Les autorités de Delhi ont testé mercredi une sorte de brumisateur géant dans une tentative d'afficher leur détermination à lutter contre les dangereux niveaux de pollution dans la capitale indienne. La mégapole aux 20 millions d'habitants a la peu enviable distinction d'être l'une des plus polluées au monde, avec des concentrations de particules en suspension souvent supérieures à celles de Pékin. Ses autorités sont critiquées pour leur incurie vis-à-vis de ce fléau qui menace la santé publique.
Un "canon antismog". Coutumier des initiatives parfois déconcertantes contre la pollution, le gouvernement local a déployé mercredi matin un "canon antismog" dans la banlieue est d'Anand Vihar pour un essai. Sorte d'énorme brumisateur en forme de sèche-cheveux et monté sur une remorque, l'engin - normalement utilisé sur des chantiers et dans des mines - projette jusqu'à 100 litres d'eau par minute dans un rayon de 150 mètres. Le principe est que l'eau, en retombant, plaque au sol les polluants et purifie ainsi l'air. "Si cela s'avère réussi, alors nous les déploierons dans les rues de Delhi dès que possible", a déclaré Imran Hussain, ministre de l'Environnement de Delhi.
Une solution provisoire. Cette initiative a fait froncer des sourcils chez les spécialistes. Pour Sunil Dahiya de Greenpeace, le gouvernement local cherche par là à détourner l'attention de son incapacité à combattre les sources de la pollution, principalement la production industrielle, les émissions de véhicules et la poussière des chantiers de construction. "Ce n'est clairement pas une solution. Vous pouvez l'utiliser occasionnellement à des endroits sensibles mais la solution à la pollution est de la contrôler à la source plutôt que de répandre de l'eau dessus", a-t-il estimé. Les constructeurs du canon, qui coûte environ 2 millions de roupies (26.400 euros) pièce, estiment qu'il faudrait "30-40 canons" pour arriver à faire baisser sensiblement les niveaux de pollution dans la ville. Il reconnaissent cependant que cela ne résoudrait pas le problème sur le long terme. "C'est une solution quand vous êtes complètement désespéré", a indiqué Vimal Saini de l'entreprise CloudTech.
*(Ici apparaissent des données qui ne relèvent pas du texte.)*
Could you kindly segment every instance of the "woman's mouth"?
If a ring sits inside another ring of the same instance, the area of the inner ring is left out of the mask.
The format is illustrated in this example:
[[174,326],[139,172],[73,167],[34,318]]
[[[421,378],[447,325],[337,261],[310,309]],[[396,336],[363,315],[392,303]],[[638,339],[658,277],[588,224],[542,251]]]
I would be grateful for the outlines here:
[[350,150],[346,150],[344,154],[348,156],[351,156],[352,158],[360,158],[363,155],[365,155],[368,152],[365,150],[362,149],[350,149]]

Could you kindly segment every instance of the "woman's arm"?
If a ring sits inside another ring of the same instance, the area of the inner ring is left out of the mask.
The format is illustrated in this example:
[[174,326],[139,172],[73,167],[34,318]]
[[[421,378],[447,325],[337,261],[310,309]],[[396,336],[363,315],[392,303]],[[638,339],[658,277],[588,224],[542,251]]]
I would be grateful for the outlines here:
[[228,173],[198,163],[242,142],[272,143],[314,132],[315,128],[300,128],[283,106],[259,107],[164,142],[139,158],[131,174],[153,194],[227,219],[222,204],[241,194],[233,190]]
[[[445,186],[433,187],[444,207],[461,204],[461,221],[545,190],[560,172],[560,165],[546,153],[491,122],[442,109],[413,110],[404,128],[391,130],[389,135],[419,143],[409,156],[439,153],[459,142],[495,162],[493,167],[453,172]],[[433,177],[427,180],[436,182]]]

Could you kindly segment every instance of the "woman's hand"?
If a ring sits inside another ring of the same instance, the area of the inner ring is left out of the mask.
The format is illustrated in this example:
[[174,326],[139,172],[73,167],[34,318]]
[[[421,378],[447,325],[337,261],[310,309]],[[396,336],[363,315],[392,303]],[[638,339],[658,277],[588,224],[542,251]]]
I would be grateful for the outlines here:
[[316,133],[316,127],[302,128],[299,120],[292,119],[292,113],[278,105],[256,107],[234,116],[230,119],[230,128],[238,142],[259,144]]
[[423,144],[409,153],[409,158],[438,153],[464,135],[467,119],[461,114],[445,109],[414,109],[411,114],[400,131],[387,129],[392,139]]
Des mesures fantasques. Il faut souvent plusieurs jours de smog et de remontrances des tribunaux pour que Delhi finisse par fermer les chantiers et les écoles lors des pics de pollution les plus graves, comme ce fut le cas début novembre encore. En 2016, les autorités de la capitale avaient recommandé aux habitants de manger des oranges et de faire des gargouillis avec de l'eau chaude pour protéger leur santé. Leur idée cette année était d'envoyer des hélicoptères répandre de l'eau sur le brouillard polluant - or les hélicoptères ne pouvaient même pas décoller précisément à cause du brouillard.
À l'inverse de la Chine, la lutte contre la pollution en Inde est compliquée par la fragmentation des compétences entre les différentes régions et l'État central. À 13 heures locales (07h30 GMT) mercredi, l'ambassade américaine affichait une concentration de PM2,5 de 372 microgrammes par mètre cube. L'Organisation mondiale pour la santé recommande de ne pas dépasser 25 en moyenne journalière.